It seems like hundreds of new iPhone apps pop up every week, but which ones should you bother trying? We explored the App Store and found some apps actually worth downloading.
Say you’re reading a great article and you come across a specific passage you’d like to share on social media. You can take a screenshot of the article, then import it into OneShot, where you can crop out your battery life and other unneeded elements and highlight the specific line you’re interested in. Then you can share the screenshot from OneShot, which will automagically include a link to the article in your post.
OneShot is free in the App Store
Livestreaming video has been around for years, but it’s never been as easy to do as it is with Meerkat. Basically, it lets you easily send a link to your Twitter followers that takes them to a live video feed of whatever you’re pointing your iPhone at. People watching the stream can chat with each other, turning the broadcasts into community experiences. This app feels like it’ll be very popular with all your favorite celebrities very soon.
Meerkat is free in the App Store
Breaking is like lots of other iPhone RSS readers in that it lets you compile news alerts from different sources—anything that has an RSS feed—and then pulls updates to your phone. But where Breaking stands out is that it pushes stories to your notification center, which makes it easy to get news at a glance without having to log into a dozen different apps.

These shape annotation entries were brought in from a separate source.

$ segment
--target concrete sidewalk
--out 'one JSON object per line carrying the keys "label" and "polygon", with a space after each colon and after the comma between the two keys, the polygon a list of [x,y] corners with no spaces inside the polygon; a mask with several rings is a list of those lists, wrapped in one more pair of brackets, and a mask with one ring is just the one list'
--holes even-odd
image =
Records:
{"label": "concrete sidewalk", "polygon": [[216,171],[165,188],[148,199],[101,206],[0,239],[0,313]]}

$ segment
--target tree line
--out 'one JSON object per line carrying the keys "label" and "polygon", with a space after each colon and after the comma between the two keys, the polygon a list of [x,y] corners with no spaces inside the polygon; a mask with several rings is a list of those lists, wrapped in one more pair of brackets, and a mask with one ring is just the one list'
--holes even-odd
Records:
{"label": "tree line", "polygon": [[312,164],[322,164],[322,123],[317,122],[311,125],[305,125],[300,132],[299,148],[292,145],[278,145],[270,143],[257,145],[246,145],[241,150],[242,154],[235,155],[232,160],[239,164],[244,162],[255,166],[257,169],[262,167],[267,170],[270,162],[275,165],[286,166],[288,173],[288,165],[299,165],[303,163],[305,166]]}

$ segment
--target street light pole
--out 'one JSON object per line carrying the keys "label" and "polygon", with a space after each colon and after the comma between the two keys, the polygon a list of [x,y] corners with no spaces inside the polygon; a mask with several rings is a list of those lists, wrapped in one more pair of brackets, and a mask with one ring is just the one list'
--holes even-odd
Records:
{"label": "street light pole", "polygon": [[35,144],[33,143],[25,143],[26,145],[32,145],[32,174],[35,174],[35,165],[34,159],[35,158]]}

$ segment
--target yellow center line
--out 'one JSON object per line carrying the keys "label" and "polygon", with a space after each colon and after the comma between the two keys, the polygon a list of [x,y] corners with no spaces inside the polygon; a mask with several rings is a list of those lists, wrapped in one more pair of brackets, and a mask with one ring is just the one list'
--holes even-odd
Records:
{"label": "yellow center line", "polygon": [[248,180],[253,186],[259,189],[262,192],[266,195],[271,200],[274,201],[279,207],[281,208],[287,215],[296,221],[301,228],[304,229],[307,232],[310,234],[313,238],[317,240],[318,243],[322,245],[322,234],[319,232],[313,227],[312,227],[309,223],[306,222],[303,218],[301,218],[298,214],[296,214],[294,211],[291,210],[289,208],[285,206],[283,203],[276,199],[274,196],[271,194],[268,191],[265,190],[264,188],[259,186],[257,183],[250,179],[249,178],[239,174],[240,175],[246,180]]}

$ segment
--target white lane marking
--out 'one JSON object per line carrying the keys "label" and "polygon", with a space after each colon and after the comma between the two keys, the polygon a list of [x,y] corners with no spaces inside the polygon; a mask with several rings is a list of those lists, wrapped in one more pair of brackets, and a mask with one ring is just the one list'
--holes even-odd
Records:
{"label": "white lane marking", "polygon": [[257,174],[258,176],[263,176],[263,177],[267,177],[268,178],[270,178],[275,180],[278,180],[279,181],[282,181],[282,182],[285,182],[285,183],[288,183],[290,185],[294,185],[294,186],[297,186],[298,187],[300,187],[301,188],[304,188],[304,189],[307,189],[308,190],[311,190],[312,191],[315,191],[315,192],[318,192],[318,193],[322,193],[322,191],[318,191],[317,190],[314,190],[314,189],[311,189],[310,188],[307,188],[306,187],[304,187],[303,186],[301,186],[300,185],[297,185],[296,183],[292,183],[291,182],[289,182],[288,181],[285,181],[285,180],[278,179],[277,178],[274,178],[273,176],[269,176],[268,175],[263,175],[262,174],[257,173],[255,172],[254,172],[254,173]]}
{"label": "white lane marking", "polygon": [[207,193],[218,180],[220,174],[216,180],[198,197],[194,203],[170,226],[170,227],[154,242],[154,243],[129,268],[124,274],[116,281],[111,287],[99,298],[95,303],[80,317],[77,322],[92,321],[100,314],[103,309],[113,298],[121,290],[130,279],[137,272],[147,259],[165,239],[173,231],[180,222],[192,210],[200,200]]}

Breaking is $2.99 in the App Store
Another news reader, BriefMe pushes stories to your iPhone based on what’s most popular or most read at the moment. The 10 most shared articles are pulled together for you to read. Although this setup means the occasional dud, it also means you get wind of breaking news extremely quickly. You can also choose stories based on categories. BriefMe makes you feel like a politician getting updates from his or her staff.
BriefMe is free in the App Store
Did you know your iPhone can be a scale? Hand Scale lets you use your iPhone’s pressure sensor to weigh objects 20 grams or less after calibrating the app by applying pressure with your hand. If something can fit on your iPhone’s screen, then Hand Scale can weigh it — within limits, of course. Be careful about using it with anything over that 20-gram mark. But Hand Scale can be really, ahem, handy around the house, especially when paired an iPhone level app.